Each definition includes clarifying comments, please read the clarifying comments that accompany the definitions in the quick reference above.
In addition to the above original terms, DublinCore also defines some additional terms and several refinements. In several cases, refinements offer specific terms for the "typical" uses noted in the comments of definitions. See also RefinementPattern.
Pages discussing specific DublinCore elements:
Dublin Core and Atom
How can DublinCore help in the development of Atom?
First, it has to be recognized that DublinCore is a set of "layered" specification and we get to choose which layers we use.
At the most conceptual layer, DublinCore provides definitions for fifteen concepts used to describe things (date, format, title, etc.). It is these fifteen definitions that have been standardized by ISO. Although the definitions have labels or names to refer to them, those names are not proscriptive -- no one says you have to use those labels in your own formats or recommendations. In addition to the fifteen core definitions, several additions and refinements are also defined, but not (yet?) standardized by the ISO. The intent is for interoperability and data exchange. They are intended to be used by reference and in documentation, "our ferzbaz date is a Dublin Core creation date".
The next layer is using the terms and qualifiers within one's own model and specifications. The recommendation here is to use the DublinCore terms literally, where they are applicable, and deriving from DublinCore terms when creating new terms, again, where they are applicable.
At the bottom layer of the DublinCore effort are guidelines for the use, or encoding, of DublinCore within existing formats, such as HTML, XML, and RDF.

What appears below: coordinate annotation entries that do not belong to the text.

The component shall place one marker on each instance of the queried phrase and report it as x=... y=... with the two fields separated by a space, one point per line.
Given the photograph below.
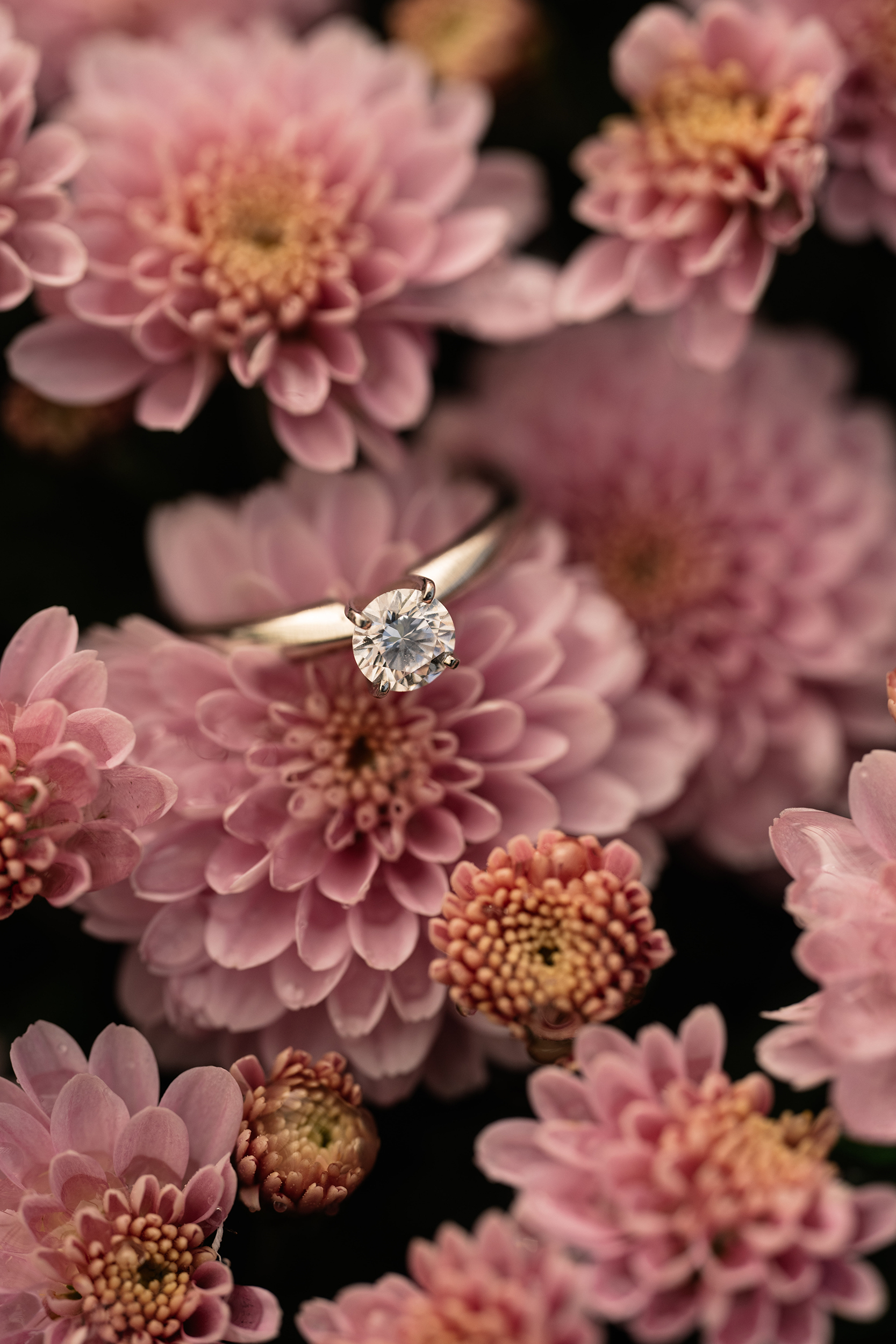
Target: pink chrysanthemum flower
x=493 y=1285
x=693 y=1207
x=37 y=245
x=323 y=211
x=746 y=522
x=714 y=174
x=57 y=27
x=108 y=1195
x=544 y=940
x=843 y=896
x=69 y=803
x=313 y=824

Specification of Atom, therefore, can use the definitions provided by DublinCore in describing Atom attributes, possibly use the literal terms used by DublinCore in the model (DublinCoreEntryStrawman), or adopt the guidelines for using DublinCore in the syntax of the proposed format.
Conceptual: Dublin Core Metadata Element Set
Terms: DCMI Metadata Terms
Dublin Core Myths
- Dublin Core is RDF
DublinCore is 1) a set of ISO standard definitions, 2) a set of terms defined thereby, and 3) guidelines for the use of those terms in HTML, XML, and RDF. RDF is not a driving factor of DublinCore.
- If we use DublinCore, people can put anything into the values
No, the content model of a serialization of Atom is defined and validated by our schemas.
- Using DublinCore takes away our control
No, it's the other way around. We are in complete control of the Atom model and its serialization. We use DublinCore to the degree and level where it benefits us.
- The RDF and metadata people like Dublin Core
Why ''not'' use Dublin Core?
[KenMacLeod] What reasons do people have for not wanting to use DublinCore definitions and/or terms?
[HenriSivonen RefactorOK] DC date is rather ambiguous and useless as without information about the related event. It looks more like a data type than a meta data field.
[KenMacLeod] Check out the comment that accompanies date, "Typically, Date will be associated with the creation or availability of the resource." As the only required element, that would be the meaning people would expect, in the absence of any other more specialized dates (qualifiers in DC-speak, extensions in WFE-speak).
[AsbjornUlsberg] That's what the "rel" attribute in our case can be used for. The scope of Echo is not to find out what's missing in DC or what could have been better, it's rather to use what's already been done (like in DC), and use it over in our own, brand new and stunning format.